= ANDRA Top Fuel =

ANDRA Top Fuel is a class of Australian drag racing. It caters to the premium Nitromethane burning 300-inch long Dragsters. The class uses large-capacity, supercharged V8 engines with a displacement of 500 cubic inches. ANDRA is equivalent to the Top Fuel class of the American NHRA.

Top Fuel in Australia is regulated by ANDRA, and is considered a Group 1 or professional category. Top Fuel Dragsters are the fastest-accelerating vehicles in the world. These are the most recognizable of all Drag Racing cars.

The 25-foot-long Top Fuel dragster can cover the quarter-mile in 4.4 seconds at up to 540 kmph, mostly using a 4130 chrome molly chassis constructed in the USA. They weigh about 1000 kg which makes for a massive power-to-weight ratio. The total finished cost of a Top Fuel dragster is estimated at $500,000.
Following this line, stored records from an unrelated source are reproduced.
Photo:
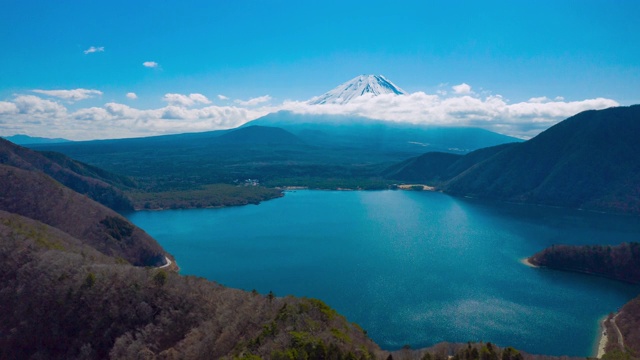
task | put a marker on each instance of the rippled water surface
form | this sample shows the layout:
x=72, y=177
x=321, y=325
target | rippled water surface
x=411, y=268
Some notable drivers competing in this category are Darren Morgan, Andrew Cowin, Phil Lamattina, Damian Harris, Wayne Newbey, Martin Stamatis, Phil Read, and various drivers representing Santo Rapisarda. Some notable crew chiefs include Bruce Read (Jim Read Racing), Robert Cavagnino (Rapisarda Auto sport International), Santo Rapisarda JNR (Rapisarda Auto Sport International), and Santino Rapisarda (Rapisarda Auto Sport International)
The nitro-burning 11000+ horse-powered Top Fuel dragsters. Top Fuel is the elite Drag Racing category, known as the "Kings of the Sport". The dragsters who race within this category are capable of covering a quarter-mile from a standing start in as little as 4.5 seconds. They achieve speeds in excess of 530 km/h (330 mph) by the finish line and are the fastest accelerating vehicles on the planet, faster than a Space Shuttle. The energy and sound these machines generate can be felt through the ground and into your body from the grandstand as they thunder down the track, measuring 3.2 on the Richter scale on each pass.
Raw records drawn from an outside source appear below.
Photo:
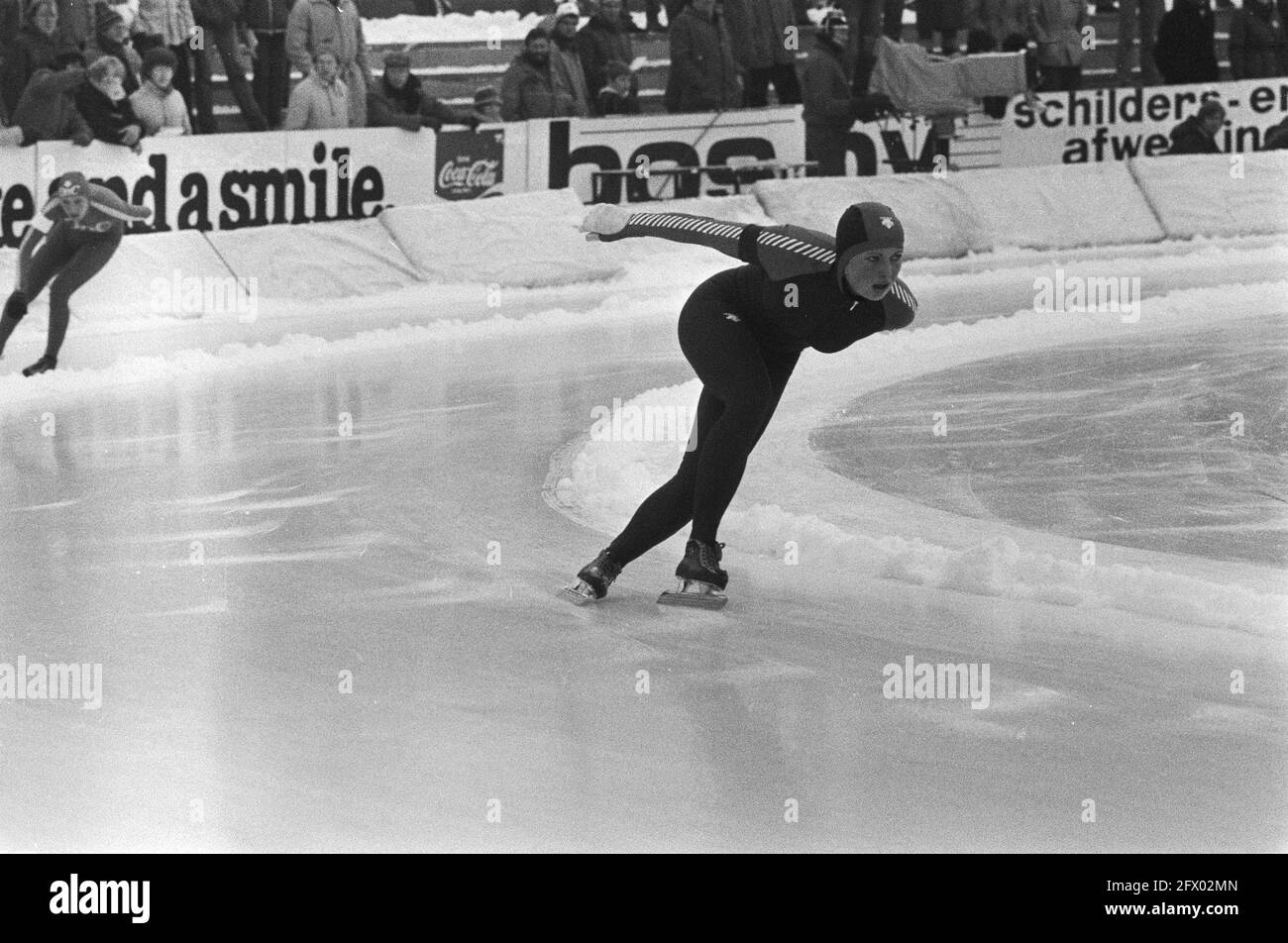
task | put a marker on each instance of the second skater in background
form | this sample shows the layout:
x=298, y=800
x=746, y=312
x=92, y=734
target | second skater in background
x=742, y=331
In order to exceed 300 mph in 4.5 seconds, Dragsters must accelerate at an average of over 4G's. to reach 200 mph well before half-track, the launch acceleration approaches 8G's. Each run consumes approximately 100 litres of Nitro Methane. Top Fuel Engines turn approximately 540 revolutions from light to light. Including burnout, the engine must only survive 900 revolutions under load.

==Television broadcasting==
Top Fuel Championship is on SBS Speedweek and Fox Sports 506 on Foxtel.